Resistive memory is a new class of non-volatile memory, which can retain the stored information when powered off. A resistive memory device normally comprises an array of memory cells, each of which includes at least a resistive memory element and a selection element coupled in series between appropriate electrodes. Upon application of an appropriate voltage or current to the resistive memory element, the electrical resistance of the resistive memory element would change accordingly, thereby switching the stored logic in the respective memory cell.

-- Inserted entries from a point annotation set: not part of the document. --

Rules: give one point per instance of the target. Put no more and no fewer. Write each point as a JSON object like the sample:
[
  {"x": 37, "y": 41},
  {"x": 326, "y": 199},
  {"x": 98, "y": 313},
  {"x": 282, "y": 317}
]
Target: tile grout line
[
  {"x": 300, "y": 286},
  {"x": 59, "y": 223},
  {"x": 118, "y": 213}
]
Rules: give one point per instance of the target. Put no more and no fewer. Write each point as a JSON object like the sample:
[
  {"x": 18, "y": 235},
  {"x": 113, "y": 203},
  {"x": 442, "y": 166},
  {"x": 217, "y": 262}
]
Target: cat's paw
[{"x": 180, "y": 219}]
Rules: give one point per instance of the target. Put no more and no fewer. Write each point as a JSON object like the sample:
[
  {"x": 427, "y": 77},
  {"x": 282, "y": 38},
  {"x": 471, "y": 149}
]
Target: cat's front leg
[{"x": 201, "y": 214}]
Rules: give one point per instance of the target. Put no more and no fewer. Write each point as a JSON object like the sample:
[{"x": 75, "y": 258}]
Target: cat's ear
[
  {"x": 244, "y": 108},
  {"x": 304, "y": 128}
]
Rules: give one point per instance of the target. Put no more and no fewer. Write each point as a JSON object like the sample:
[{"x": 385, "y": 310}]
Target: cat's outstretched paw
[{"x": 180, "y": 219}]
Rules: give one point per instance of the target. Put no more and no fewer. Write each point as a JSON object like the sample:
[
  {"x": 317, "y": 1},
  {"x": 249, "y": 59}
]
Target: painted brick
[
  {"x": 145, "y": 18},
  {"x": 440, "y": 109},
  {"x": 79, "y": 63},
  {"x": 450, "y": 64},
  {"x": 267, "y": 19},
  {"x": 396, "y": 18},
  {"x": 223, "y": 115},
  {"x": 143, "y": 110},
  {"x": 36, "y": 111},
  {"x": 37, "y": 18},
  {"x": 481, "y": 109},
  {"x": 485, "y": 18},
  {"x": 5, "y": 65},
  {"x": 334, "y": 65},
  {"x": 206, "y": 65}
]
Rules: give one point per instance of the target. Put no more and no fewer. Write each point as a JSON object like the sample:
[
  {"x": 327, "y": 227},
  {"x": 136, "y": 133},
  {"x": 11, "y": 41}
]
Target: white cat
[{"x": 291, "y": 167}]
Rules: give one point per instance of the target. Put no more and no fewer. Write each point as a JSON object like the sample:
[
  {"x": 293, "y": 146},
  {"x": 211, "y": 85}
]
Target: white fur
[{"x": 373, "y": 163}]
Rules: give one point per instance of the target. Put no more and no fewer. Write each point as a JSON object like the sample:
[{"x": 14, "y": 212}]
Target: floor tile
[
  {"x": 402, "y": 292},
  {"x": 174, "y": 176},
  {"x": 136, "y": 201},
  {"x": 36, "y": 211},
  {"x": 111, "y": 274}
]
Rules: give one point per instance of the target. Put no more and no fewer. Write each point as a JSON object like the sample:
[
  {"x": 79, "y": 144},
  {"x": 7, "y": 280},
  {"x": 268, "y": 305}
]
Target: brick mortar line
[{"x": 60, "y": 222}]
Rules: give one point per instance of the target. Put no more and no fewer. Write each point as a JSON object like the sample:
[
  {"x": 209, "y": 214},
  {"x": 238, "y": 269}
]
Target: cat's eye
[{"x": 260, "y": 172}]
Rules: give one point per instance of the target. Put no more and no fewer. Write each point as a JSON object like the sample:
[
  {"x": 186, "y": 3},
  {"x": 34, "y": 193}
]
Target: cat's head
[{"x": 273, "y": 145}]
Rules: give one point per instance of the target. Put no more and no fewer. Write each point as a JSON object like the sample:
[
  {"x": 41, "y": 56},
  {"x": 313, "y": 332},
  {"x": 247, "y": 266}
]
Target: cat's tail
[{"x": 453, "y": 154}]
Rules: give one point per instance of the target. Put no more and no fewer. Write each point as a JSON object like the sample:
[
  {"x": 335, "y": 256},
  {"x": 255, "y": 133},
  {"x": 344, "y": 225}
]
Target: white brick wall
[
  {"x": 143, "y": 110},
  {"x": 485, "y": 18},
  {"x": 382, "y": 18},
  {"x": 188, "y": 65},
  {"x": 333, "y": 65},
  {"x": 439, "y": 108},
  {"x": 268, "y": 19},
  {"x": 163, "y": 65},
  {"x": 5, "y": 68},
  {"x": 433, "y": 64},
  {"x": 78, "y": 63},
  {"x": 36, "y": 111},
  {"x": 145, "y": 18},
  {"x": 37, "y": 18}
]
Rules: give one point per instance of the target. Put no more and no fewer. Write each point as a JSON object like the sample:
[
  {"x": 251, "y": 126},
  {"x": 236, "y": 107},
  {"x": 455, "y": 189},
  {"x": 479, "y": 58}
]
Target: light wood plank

A resistive memory element can be classified into at least one of several known groups based on its resistively switching mechanism. The resistive memory element of Phase Change Random Access Memory (PCRAM) may comprise a phase change chalcogenide compound, which can switch between a resistive amorphous phase and a conductive crystalline phase. The resistive memory element of Conductive Bridging Random Access Memory (CBRAM) relies on the statistical bridging of metal rich precipitates therein for its switching mechanism. The resistive memory element of CBRAM normally comprises a nominally insulating metal oxide material, which can switch to a lower electrical resistance state as the metal rich precipitates grow and link to form conductive paths upon application of an appropriate voltage. The resistive memory element of Magnetoresistive Random Access Memory (MRAM) typically comprises at least two layers of different ferromagnetic materials with a non-magnetic spacer layer interposed therebetween. When a switching pulse is applied to the memory element of a MRAM device, one of the ferromagnetic layers will switch its magnetic field polarity, thereby changing the element's electrical resistance.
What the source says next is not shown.